Analytics Education STEM

Compare and understand: Spread and Consistency

Imagine you have a product line with an average price of $20, and another product line where the average is $100. Which has more spread?

Imagine you have 3 players whose bowling scores you have (which are all over the place by the way) and you want to know which player is more consistent? Or, put another way, you want to compare the 3 players perhaps to decide who to recruit.

Also imagine, you have house prices from two different neighborhoods and you want to know which neighborhood has large discrepancies between house prices.

Finally, imagine you have data sets of heights (in inches) and weights (in pounds), and you want to know which data set has the bigger spread or variation.

How would you find the answers? How would you compare inches and pounds when they’re different units? In this blog, I show you how to do exactly that.

First, we need to utilize Standard Deviation (SD), and then we’ll take it a step further and use Coefficient of Variation (CoV) to find our answers. I won’t discuss the statistical theories of what they are here (you can study them free online) but rather the practical usage of them in these real scenarios.

Why Coefficient of Variation (CoV)?

In most cases when the units are the same and datasets are homogeneous, we can use SD to compare. The higher the SD, the more the spread. If we’re lazy, we would simply compare the MEANs of each dimension and that would be the wrong thing to do. Also, note that while SD can be used for comparing apples and apples, it cannot be meaningful when comparing apples and oranges! Can we even compare apples and oranges? Yes, if the data sets are in different scale or units, we need to use CoV instead.

We’ll see a few examples of these application below for different scenarios.

Example: House Prices

The prices for 20 sample houses per zipcode are below. Which zipcode (neighborhood) house prices have the bigger spread?

Looking at the average prices, Zip 99099 clearly has the largest prices. However, when we calculate CoV, we see that the spread is actually more in Zip 11011. Meaning, the difference between house prices fluctuate more there: 47.4% over 44.78%. To find the CoV, we calculated the SD using STDEV.S() or .P() function depending on your sample and population of the data. They we find the CoV by the simple formula: CoV = (SD/Mean)*100

Example: Height vs Weight

We have the following heights and weights data. Which data set (height or weight) has more spread?

Just by looking at the SD value, you’d think Weight, but the fact is Height has more spread (6.9% vs 6.5%). You can verify the CoV values above.

Example: Bowling Scores

We have scores from the following three players over 20 games. Which player is most consistent? Who would you recruit?

Gomez’s average score is the best! However, is he always reliable? The SD shows a large variation but it’s confirmed looking at CoV that his scores are more “all over the place”. (You can also verify this visually by plotting a scatter plot for each)

Getting back to the data set, we can plot the average and CoV (chart titled CV below) and Zscores.

The key element to notice is that while Gomez’s average score is highest, his CoV is also highest. What does that mean? That means, he’s most INCONSISTENT but capable of scoring sometimes the highest points!
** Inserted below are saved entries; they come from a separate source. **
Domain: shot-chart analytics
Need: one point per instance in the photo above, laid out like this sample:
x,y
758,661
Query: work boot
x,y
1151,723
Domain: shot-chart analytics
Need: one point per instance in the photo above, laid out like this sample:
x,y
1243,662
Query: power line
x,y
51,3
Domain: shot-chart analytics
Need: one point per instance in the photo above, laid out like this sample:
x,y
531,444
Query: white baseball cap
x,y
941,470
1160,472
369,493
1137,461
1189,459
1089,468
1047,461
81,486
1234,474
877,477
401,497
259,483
(You can also see Zscore calculated and charted above, we’ll get to that in a moment.)

So, the question is: do you recruit him? 
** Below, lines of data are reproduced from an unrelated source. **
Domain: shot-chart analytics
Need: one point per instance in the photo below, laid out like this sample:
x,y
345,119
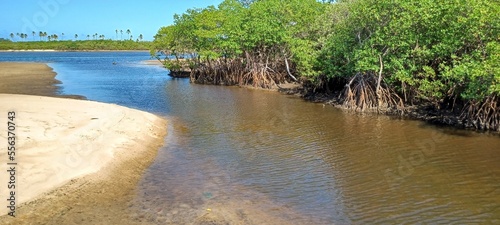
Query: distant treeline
x,y
369,54
87,45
What if we took out the outliers? Take out the really high and low scores that are identified as outliers and re-average…then, what would it show?

To identify the outliers, I use quartiles to find the lowest and highest buckets. An easier way to do it is a box & whisker chart.

Now we clearly find the outlier score for each. If we replace just those for respective players with their average (without the outliers), we will get the new, re-calibrated average as below (replaced scores shown in red in table).

As you can see, Lucas actually scores on average the highest, outliers not considered.

Why did we find Zscore? A z-score, or standard score, is a way of standardizing scores on the same scale by dividing a score’s deviation by the SD. It shows the number of standard deviations the overall score is from the mean. So, Gomez and Lucas are both above the mean by that many units (see ZScores chart above) but they’re both pretty close.

So, now you have different analytics on these three players. You’re the manager! Who would you pick?

Hope this was a fun experiment for you. As you can see the applications are many in real-world situations. The formulas are generally simpler, however, the key to getting the right information lies in understanding which method/tool/measure to use and why.